You know what I wish? I wish that postpartum parents and the people who love them would abandon the notion of “getting your pre-pregnancy body back.” Just forget about it! Not because postpartum parents can’t be fit, strong, healthy, beautiful, and sexy. Rather, because the idea of going back to before your experience of birth is ludicrous. It’s laughable! It’s also low-key insulting. Every birth is transformative, and we deserve to acknowledge those experiences, honor them, and move FORWARD, not back, as stronger and more complex human beings.
The very notion of moving backwards through one’s life experiences is nonsensical, if you think about it. We don’t put pressure on ourselves to get our bodies back to the way they were before we started having periods, before we grew hair on our legs, or before we needed deodorant. These are all natural body processes, just like giving birth. Furthermore, we don’t ever hear folks yearning for their “pre-marathon body,” or their “pre-PhD” body, both of which are enormous personal accomplishments. . . just like giving birth.
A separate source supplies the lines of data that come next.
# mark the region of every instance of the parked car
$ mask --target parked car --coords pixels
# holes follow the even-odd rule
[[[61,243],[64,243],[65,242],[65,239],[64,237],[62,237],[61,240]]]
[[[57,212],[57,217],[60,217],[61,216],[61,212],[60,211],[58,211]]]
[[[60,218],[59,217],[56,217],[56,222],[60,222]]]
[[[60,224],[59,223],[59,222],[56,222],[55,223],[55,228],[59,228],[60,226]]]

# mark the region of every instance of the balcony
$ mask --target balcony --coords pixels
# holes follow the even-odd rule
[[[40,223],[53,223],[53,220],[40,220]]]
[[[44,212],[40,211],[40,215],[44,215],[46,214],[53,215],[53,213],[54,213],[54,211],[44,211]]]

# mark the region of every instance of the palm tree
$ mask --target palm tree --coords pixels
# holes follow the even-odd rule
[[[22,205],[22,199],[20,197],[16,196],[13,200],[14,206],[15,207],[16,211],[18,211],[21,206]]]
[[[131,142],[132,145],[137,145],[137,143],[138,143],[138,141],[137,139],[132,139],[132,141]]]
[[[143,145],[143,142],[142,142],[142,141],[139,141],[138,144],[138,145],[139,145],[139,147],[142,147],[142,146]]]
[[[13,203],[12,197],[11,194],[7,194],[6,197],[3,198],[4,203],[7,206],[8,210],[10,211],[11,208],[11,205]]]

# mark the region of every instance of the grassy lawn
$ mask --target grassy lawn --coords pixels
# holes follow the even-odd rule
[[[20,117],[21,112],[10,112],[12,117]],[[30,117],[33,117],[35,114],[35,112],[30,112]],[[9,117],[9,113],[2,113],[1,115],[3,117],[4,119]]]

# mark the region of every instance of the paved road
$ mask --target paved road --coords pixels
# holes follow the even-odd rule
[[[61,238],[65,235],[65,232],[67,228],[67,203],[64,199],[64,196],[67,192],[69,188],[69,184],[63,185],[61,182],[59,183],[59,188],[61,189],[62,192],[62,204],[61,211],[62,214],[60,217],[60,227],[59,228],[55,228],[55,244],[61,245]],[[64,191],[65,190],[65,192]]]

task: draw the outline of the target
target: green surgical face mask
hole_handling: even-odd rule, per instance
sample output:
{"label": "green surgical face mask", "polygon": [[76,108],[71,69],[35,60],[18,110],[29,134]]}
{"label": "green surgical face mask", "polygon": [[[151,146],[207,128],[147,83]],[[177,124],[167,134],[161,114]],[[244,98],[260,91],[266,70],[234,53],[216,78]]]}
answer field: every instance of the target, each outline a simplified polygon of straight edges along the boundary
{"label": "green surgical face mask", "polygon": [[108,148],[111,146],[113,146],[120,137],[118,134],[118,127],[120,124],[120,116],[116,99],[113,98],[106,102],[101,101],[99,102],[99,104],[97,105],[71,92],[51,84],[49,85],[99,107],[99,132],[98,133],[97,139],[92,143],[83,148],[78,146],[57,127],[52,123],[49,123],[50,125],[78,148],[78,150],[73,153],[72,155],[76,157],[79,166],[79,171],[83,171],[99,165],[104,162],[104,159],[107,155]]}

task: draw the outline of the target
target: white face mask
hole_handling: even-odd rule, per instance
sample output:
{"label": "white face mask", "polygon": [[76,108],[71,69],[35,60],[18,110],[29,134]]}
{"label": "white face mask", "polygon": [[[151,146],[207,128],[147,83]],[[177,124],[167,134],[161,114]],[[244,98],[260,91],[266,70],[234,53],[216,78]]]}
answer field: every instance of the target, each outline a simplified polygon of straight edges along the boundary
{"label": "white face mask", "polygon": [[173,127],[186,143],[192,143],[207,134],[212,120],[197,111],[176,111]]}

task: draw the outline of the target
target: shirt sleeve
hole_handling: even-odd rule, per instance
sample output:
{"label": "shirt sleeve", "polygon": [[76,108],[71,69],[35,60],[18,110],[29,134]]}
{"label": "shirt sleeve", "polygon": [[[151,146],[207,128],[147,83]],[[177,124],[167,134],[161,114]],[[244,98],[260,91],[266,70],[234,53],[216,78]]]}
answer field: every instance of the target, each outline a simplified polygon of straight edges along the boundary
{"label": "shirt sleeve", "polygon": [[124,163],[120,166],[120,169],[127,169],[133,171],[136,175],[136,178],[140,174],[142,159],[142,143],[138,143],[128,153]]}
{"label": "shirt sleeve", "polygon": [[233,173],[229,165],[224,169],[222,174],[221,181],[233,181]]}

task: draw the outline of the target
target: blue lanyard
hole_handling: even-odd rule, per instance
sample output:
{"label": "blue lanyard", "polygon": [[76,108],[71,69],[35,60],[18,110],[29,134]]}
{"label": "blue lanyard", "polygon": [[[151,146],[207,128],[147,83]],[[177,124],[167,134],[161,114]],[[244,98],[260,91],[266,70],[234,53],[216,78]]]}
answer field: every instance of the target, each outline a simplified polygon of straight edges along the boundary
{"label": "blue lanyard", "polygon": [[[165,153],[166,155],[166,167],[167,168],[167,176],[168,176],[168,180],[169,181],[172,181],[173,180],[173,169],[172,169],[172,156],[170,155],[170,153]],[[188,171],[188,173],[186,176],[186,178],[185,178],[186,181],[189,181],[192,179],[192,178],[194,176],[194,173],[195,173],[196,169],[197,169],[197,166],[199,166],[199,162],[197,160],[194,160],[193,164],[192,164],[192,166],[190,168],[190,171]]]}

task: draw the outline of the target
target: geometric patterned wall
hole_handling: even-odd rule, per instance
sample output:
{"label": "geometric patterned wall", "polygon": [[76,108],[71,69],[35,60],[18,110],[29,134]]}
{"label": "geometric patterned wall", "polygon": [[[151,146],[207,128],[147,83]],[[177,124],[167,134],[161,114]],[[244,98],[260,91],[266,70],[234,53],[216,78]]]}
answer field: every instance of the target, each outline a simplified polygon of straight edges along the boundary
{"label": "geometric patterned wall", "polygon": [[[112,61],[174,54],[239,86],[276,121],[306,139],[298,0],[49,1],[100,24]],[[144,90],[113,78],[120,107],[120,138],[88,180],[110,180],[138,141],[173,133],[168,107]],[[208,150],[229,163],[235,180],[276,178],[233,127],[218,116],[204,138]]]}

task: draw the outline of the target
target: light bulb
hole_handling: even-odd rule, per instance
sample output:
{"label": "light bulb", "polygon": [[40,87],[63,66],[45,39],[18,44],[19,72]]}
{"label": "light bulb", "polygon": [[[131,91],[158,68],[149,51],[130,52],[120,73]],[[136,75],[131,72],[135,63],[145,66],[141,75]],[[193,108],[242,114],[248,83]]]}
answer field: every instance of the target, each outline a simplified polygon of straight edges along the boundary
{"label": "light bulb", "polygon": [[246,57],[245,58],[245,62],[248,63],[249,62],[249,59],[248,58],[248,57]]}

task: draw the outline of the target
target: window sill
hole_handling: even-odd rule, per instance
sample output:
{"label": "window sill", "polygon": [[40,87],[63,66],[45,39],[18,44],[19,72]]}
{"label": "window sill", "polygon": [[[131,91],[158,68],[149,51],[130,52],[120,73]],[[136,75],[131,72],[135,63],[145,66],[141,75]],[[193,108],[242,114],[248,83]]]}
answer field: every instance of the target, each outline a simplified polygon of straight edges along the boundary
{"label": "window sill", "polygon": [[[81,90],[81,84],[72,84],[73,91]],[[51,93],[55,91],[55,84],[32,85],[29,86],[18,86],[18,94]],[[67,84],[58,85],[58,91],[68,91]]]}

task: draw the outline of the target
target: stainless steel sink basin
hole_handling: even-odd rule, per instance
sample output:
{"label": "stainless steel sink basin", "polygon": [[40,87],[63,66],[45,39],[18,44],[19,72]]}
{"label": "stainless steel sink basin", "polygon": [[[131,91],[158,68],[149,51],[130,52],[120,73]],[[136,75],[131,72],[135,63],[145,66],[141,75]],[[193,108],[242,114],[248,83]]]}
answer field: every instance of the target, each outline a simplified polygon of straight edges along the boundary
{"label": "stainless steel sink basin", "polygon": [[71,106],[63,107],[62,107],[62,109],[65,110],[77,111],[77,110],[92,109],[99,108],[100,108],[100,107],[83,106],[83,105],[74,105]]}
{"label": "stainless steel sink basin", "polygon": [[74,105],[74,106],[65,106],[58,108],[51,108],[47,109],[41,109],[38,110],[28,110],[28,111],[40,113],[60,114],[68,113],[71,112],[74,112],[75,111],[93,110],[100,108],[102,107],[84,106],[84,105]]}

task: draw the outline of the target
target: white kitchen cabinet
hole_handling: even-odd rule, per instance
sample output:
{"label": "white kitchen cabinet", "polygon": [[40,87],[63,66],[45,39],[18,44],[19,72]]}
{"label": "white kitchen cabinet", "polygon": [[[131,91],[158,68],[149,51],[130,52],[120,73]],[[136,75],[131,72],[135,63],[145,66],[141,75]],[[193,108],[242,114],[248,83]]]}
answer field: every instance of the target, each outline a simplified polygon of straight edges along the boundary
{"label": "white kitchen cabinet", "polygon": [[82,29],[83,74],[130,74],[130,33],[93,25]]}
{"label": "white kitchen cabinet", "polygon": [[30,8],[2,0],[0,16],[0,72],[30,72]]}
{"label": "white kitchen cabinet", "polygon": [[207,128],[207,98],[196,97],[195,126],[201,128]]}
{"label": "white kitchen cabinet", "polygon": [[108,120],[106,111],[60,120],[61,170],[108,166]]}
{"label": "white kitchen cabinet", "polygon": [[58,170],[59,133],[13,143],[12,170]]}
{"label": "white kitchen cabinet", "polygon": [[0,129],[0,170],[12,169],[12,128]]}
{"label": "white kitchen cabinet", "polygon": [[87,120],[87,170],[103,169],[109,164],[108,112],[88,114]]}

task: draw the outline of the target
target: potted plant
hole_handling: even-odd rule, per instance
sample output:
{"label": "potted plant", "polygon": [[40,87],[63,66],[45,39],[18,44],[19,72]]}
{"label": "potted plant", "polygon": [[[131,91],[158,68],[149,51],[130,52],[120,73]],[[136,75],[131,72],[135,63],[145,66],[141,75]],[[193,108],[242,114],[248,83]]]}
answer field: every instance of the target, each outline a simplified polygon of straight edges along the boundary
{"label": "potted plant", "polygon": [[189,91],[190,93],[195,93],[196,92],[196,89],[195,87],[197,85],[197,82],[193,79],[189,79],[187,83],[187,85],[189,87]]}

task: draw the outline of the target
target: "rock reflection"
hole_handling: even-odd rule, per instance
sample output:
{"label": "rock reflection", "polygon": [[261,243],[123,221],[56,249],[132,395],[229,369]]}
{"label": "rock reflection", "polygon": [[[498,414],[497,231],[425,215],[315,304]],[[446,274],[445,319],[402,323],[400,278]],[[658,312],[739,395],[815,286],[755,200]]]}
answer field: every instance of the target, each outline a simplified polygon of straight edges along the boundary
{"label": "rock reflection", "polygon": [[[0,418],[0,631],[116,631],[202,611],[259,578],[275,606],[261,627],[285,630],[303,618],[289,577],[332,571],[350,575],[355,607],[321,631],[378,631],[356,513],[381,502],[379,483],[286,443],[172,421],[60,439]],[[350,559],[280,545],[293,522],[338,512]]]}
Birth givers, you don’t deserve to go back to the way things were before. You deserve more than that. You deserve all the love and respect that you’ve ever had for your body, plus MORE. You deserve honor for what you’ve achieved and acknowledgement of your accomplishment. You deserve to feel strong, sexy, beautiful, and empowered. You don’t deserve to go back. . . you deserve to go FORWARD.
I get that these words might bounce right off a dead-set intention of weighing a certain number of pounds, or occupying a certain volume of space, or having your body parts be a certain density. I get how our self-worth can be caught up in those numbers and I’m not saying to just turn off your desire to look or feel differently. What I’m saying is to work towards those goals for the new you, the one who has given birth and discovered a strength you never knew existed. Stop comparing yourself to who you were before going through something this profound. You don’t need to wear that person’s jeans. You deserve your own jeans. Work for the new you. Keep moving forward.